Metafiction is a literary device used by writers to draw attention to the physical act of writing. Typically, pieces tread a fine line between the real, non-fiction, and the unreal, fiction. In essence, metafiction is a story about writing a story. Through deliberately including the reader, involving them as part of the story, it allows them to affect and change what happens around them. In an exhibition context, metafiction purposefully encourages the viewer to form their own conclusions and connections, reacting to their environment and the artworks surrounding them.
Over the course of a year, curators Alejandro Alonso Díaz, Amy E. Brown and Rosie Snaith developed the exhibition, Falling Fictions, with the aim of exploring the capacity of objects to inspire narratives. The project brought together contemporary artworks, Wunderkammer pieces and archival material from the Olbricht Collection at me Collector’s Room, Berlin. Based on the stories that the collection houses and the physical qualities of the objects, the project revealed the, sometimes hidden, connections between reality and fiction.
Invited artist and writer, Francesco Pedraglio performed an anthropological investigation of objects that led to him creating a story founded in the myth of Mexican lore and cosmogony, the coming to life of objects. In his story, an object begins to fall. As it falls, it falls through thirteen Heavens and nine Underworlds before coming to rest, finally, on Earth. Throughout the process of falling, and in each layer, the object changes form, shifting to become something else, both physically and conceptually, gathering new meaning. Told in three voices- The Voice of the Room, the Chorus and The Voice of the Night – the tale gradually picks up pace, reaching a crescendo akin to the collision an object might make on the gallery floor, where it lands fully-formed.

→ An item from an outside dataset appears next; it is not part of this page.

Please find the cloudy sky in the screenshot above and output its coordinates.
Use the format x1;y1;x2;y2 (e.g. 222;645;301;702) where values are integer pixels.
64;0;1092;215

For the full commissioned text please click here
Falling Fictions is on display at me Collector’s Room, Berlin until the 15th of November 2015. The artists are; Doug Aitken, Joseph Beuys, KP Brehmer, Bazon Brock, Al Chang, Hansjoachim Dietrich, Marcel Dzama, Slawomir Elsner, Claire Fontaine, Imi Giese , KH Hödicke, John Isaacs, Ragnar Kjartansson, André Kertész, Imi Knoebel, Bernd Lohaus, Konrad Lueg, David Ostrowski, Blinky Palermo, Francesco Pedraglio, Sigmar Polke, Gerhard Richter, Diter Rot, Reiner Ruthenbeck, Gerhard Rühm, Jean-Paul Sartre, Tomas Schmit, Gavin Turk, Wolf Vostell, Lawrence Weiner, Stefan Wewerka, Lambert Maria Wintersberger, WOLS and objects from the Wunderkammer.